I can’t live without you, Matt used to say, and now Josie realized he wouldn’t have to.

She couldn’t stop sobbing, so Josie pushed her fist into her mouth to keep herself from making noise. She watched Matt on the screen the way you might study an animal you had never seen before, if you had to memorize it and tell the world later what you’d found. Matt’s hand splayed across her bare stomach, grazed the edge of her bikini top. She watched herself push him away, blush. “Not here,” her voice said, a funny voice, a voice that didn’t sound like Josie to her own ears. You never did, when you heard yourself on tape.

“Then let’s go somewhere else,” Matt said.

Josie ruched up the edge of her pajama top, until she could reach underneath. She spread her own hand across her belly. She edged her thumb up, like Matt had, to the curve of her breast. She tried to pretend it was him.
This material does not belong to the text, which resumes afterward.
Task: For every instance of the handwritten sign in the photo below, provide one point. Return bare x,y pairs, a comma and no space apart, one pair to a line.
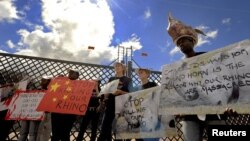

He had given her a gold locket for that birthday, one she hadn’t taken off since that day nearly six months ago. Josie was wearing it on the DVD. She remembered that when she’d looked at it in the mirror, Matt’s thumbprint had been on the back, left behind after he clasped it around her neck. That had seemed so intimate, and for a few days, she had done everything she could to keep it from rubbing off.

On the night that Josie had met Matt out in her own backyard, beneath the moon, he’d laughed at her pajamas, printed all over with pictures of Nancy Drew. What were you doing when I texted you? he asked.

Sleeping. Why did you have to see me in the middle of the night?

To make sure you were dreaming about me, he said.

On the DVD, someone called out Matt’s name. He turned, grinning. His teeth were wolf’s teeth, Josie thought. Sharp, impossibly white. He stamped a kiss on Josie’s mouth. “Be right back,” he said.

Be right back.

She pressed Pause again, just as Matt stood up. Then she reached around her neck and ripped the locket off its thin gold chain. She unzipped one of the couch cushions and pushed the necklace deep inside the stuffing.

She turned off the television. She pretended that Matt would be suspended like that forever, inches away from Josie so that she could still reach out and grab him, even though she knew that the DVD would reset itself even before she left the room.

Lacy had known they were out of milk; that morning, as she and Lewis sat like zombies at the kitchen table, she had brought it up:

I hear it’s going to rain again.

We’re out of milk.

Have you heard from Peter’s lawyer?

It devastated Lacy to know that she could not visit Peter again for another week-jail rules. It killed her to know Lewis hadn’t been there to see him at all yet. How was she supposed to go through the motions of an ordinary day, knowing that her son was sitting in a cell less than twenty miles away?